With some many incredible courses dotting the Southern California landscape, it’s no surprise that the area has hosted a handful of golf’s major championships.
Be it the U.S. Open or PGA Championship, Southern California is no stranger to hosting to golf’s greatest talents and being the setting of the sports grandest stages.
Here’s a look at the 1o greatest “major moments” in Southern California:
The 1948 U.S. Open at Riviera Country Club is almost always associated with Ben Hogan — and rightfully so. But for the African American community, it’s also associated with Ted Rhodes.
For the first time in U.S. Open history, an African American played in the event when Rhodes teed it up against the likes of Jimmy Demaret, Sam Snead and Ralph Guldahl.

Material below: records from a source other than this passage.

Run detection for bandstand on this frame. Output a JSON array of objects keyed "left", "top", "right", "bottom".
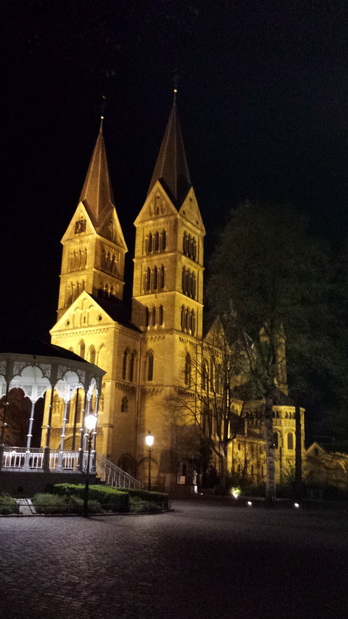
[{"left": 0, "top": 343, "right": 105, "bottom": 492}]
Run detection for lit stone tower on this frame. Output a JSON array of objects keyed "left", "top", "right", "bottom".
[
  {"left": 58, "top": 124, "right": 127, "bottom": 318},
  {"left": 50, "top": 120, "right": 141, "bottom": 464},
  {"left": 132, "top": 101, "right": 205, "bottom": 488}
]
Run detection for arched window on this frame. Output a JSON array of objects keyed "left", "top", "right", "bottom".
[
  {"left": 161, "top": 230, "right": 167, "bottom": 251},
  {"left": 145, "top": 307, "right": 150, "bottom": 327},
  {"left": 191, "top": 273, "right": 196, "bottom": 299},
  {"left": 145, "top": 267, "right": 151, "bottom": 291},
  {"left": 129, "top": 350, "right": 137, "bottom": 382},
  {"left": 152, "top": 267, "right": 158, "bottom": 290},
  {"left": 151, "top": 306, "right": 156, "bottom": 327},
  {"left": 146, "top": 351, "right": 154, "bottom": 380},
  {"left": 288, "top": 432, "right": 294, "bottom": 450},
  {"left": 89, "top": 346, "right": 95, "bottom": 363},
  {"left": 181, "top": 305, "right": 185, "bottom": 331},
  {"left": 158, "top": 305, "right": 164, "bottom": 325},
  {"left": 147, "top": 232, "right": 152, "bottom": 254},
  {"left": 202, "top": 361, "right": 208, "bottom": 391},
  {"left": 181, "top": 267, "right": 186, "bottom": 294},
  {"left": 185, "top": 353, "right": 191, "bottom": 387},
  {"left": 185, "top": 308, "right": 190, "bottom": 331},
  {"left": 122, "top": 348, "right": 128, "bottom": 380},
  {"left": 182, "top": 232, "right": 187, "bottom": 254},
  {"left": 79, "top": 340, "right": 86, "bottom": 358}
]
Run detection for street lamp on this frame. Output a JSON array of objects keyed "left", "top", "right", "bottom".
[
  {"left": 83, "top": 413, "right": 97, "bottom": 518},
  {"left": 145, "top": 430, "right": 155, "bottom": 490}
]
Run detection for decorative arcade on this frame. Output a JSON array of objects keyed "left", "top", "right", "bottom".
[{"left": 0, "top": 345, "right": 141, "bottom": 487}]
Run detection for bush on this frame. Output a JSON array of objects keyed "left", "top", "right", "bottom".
[
  {"left": 130, "top": 497, "right": 162, "bottom": 514},
  {"left": 0, "top": 495, "right": 19, "bottom": 516},
  {"left": 32, "top": 493, "right": 103, "bottom": 514},
  {"left": 117, "top": 488, "right": 169, "bottom": 509},
  {"left": 52, "top": 484, "right": 129, "bottom": 513}
]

Unfortunately, due to race relations of the time, Rhodes never did end up getting his due as a golfer. Despite winning a suit against the PGA Tour (with fellow golfer Bill Spiller), Rhodes never got to play in many events. Most of his career played out on United Golf Association tour.
Rhodes also played a large roll as a mentor in the careers of other African American pioneers Lee Elder and Charlie Sifford.

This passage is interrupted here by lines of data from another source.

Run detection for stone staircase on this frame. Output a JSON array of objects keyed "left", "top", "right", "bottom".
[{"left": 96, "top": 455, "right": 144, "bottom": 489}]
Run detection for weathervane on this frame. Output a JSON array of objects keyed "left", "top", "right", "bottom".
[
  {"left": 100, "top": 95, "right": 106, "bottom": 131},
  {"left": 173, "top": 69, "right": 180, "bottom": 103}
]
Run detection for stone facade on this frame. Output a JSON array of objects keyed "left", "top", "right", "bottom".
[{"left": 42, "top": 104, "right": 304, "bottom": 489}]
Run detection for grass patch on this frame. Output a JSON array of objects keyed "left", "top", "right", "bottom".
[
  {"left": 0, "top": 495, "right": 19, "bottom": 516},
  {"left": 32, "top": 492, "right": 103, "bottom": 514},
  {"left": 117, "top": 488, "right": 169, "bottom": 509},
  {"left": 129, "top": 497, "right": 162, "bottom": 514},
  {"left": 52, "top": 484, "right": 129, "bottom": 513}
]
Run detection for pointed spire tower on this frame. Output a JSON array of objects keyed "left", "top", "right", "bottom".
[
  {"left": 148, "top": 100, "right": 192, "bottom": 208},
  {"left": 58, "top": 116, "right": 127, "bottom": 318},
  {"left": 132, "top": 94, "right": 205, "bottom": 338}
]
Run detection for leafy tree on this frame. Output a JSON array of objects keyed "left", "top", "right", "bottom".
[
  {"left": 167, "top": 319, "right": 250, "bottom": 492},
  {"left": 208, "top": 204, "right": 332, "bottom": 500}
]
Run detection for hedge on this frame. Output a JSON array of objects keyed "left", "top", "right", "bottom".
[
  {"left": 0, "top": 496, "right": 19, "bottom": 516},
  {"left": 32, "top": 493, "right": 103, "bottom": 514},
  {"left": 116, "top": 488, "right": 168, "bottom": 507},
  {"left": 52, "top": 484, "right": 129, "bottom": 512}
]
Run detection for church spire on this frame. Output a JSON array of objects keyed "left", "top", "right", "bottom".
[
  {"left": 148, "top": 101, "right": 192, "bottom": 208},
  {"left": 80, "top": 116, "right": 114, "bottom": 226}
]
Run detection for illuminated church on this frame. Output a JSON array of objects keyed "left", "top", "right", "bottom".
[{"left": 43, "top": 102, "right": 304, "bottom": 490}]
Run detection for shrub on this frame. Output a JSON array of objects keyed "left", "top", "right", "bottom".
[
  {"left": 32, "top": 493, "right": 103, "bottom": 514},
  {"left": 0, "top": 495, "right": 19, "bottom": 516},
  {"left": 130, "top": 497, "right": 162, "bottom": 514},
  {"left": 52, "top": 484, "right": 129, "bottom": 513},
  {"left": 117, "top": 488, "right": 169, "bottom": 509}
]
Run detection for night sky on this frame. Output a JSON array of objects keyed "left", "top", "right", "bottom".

In 1948, Rhodes made the cut and finished in a tie for 51st — but his legacy off the course is far more important than his results on it.
Played at Hillcrest Country Club in Los Angeles California, the 1929 PGA Championship was the first professional major tournament to be held in the Western United States. For the second straight year it was Leo Diegel who was victorious.
With the country expanding to the west coast and L.A. and Southern California becoming a more and more important part of the United States, the PGA Tour headed west as well.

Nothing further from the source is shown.